While we make our best efforts to directly counsel our patients on the importance of these matters and take time to advocate for the general public, we have at times struggled to incorporate these ideals within our own systems. While we are well-versed in the benefits of paid parental leave, many medical schools, residency programs, and health care systems do not provide this important benefit in a way that is practical, financially realistic, or reliably accessible. While it is true that some institutions may offer paid parental leave, this is often done such that the leave forces the trainee to divert their career in significant ways that create long term and downstream inequities. For example, while a residency program might offer the possibility of paid parental leave, this often requires that residents extend their training time, which in turn also prohibits them from advancing to fellowship on time. In later years of training, this same delay may translate into delayed transition into faculty or leadership positions.
While the challenges of paid maternity and parental leave are issues that we face, not just in medicine but in society at large, the authors lay out a framework of goals for paid parental leave within the medical profession, specifically with regards to those in graduate medication education. They propose several foundational points that include but are not limited to:
- Advocacy for a paid maternity/parental leave period of 12 weeks
- Ensuring that trajectory to fellowship is not detrimentally impacted by maternity/parental leave periods
- Inclusion of adoptive and foster parents in maternity/parental leave policies
Moreover, discussion surrounding maternity leave policies often includes the recognition of how inequities between genders are magnified. The authors uniquely point out how critical it is to recognize that lack of adequate maternity leave policies not only creates gender-based inequities, but also magnifies racial and ethnic inequalities. As the authors note, there are higher rates of educational debt among under-represented groups in medicine, and hence a further financial challenge such as unpaid or under paid leave policies may further exacerbate any pre-existing disparity.
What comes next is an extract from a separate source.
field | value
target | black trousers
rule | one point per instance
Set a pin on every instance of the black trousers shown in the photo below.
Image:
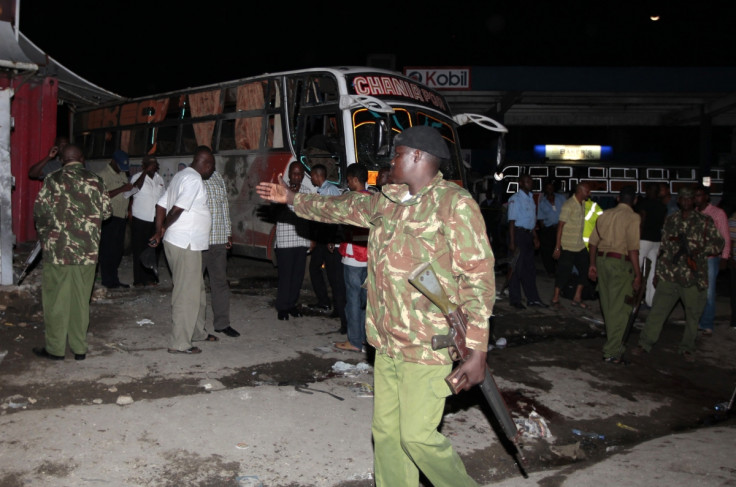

As pediatricians, we strive to have our workforce include a diverse population of physicians with deeply ingrained values of trust, honesty, and respect for the powerful and symbiotic bond between parent and child. The authors point out that a reliable parental leave policy would allow us to attract and retain this exact population.
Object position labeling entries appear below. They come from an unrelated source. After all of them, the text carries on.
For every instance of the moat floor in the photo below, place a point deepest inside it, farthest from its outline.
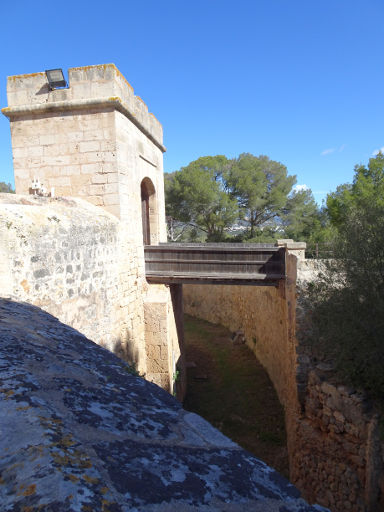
(231, 389)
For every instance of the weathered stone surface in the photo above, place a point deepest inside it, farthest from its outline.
(78, 432)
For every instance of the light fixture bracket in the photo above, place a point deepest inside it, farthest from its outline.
(56, 79)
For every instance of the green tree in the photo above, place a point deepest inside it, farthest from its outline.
(260, 186)
(348, 300)
(196, 196)
(6, 187)
(304, 221)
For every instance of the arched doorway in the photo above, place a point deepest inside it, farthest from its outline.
(148, 211)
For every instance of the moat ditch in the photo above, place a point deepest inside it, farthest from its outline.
(230, 388)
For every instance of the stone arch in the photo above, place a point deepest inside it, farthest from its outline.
(149, 212)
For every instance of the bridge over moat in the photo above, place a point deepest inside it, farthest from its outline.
(221, 263)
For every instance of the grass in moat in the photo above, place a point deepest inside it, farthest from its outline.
(230, 389)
Years later, as I write this article, my lighting is slightly better, and my kitchen table marginally more sturdy. Each day, I am humbled by the privilege of taking care of the children of others and am reaffirmed in my decision to pursue medicine. Looking back, I now see that the things that made me worried about my decision were the exact underlying values that I believe make me and my peers successful at our work. Looking forward, I see there is still much work to be done. As the authors of this article point out, we are currently witnessing a key moment in our national dialogue about supporting women and parents in society at large. Pediatricians have an opportunity to lead this important undertaking, first by example.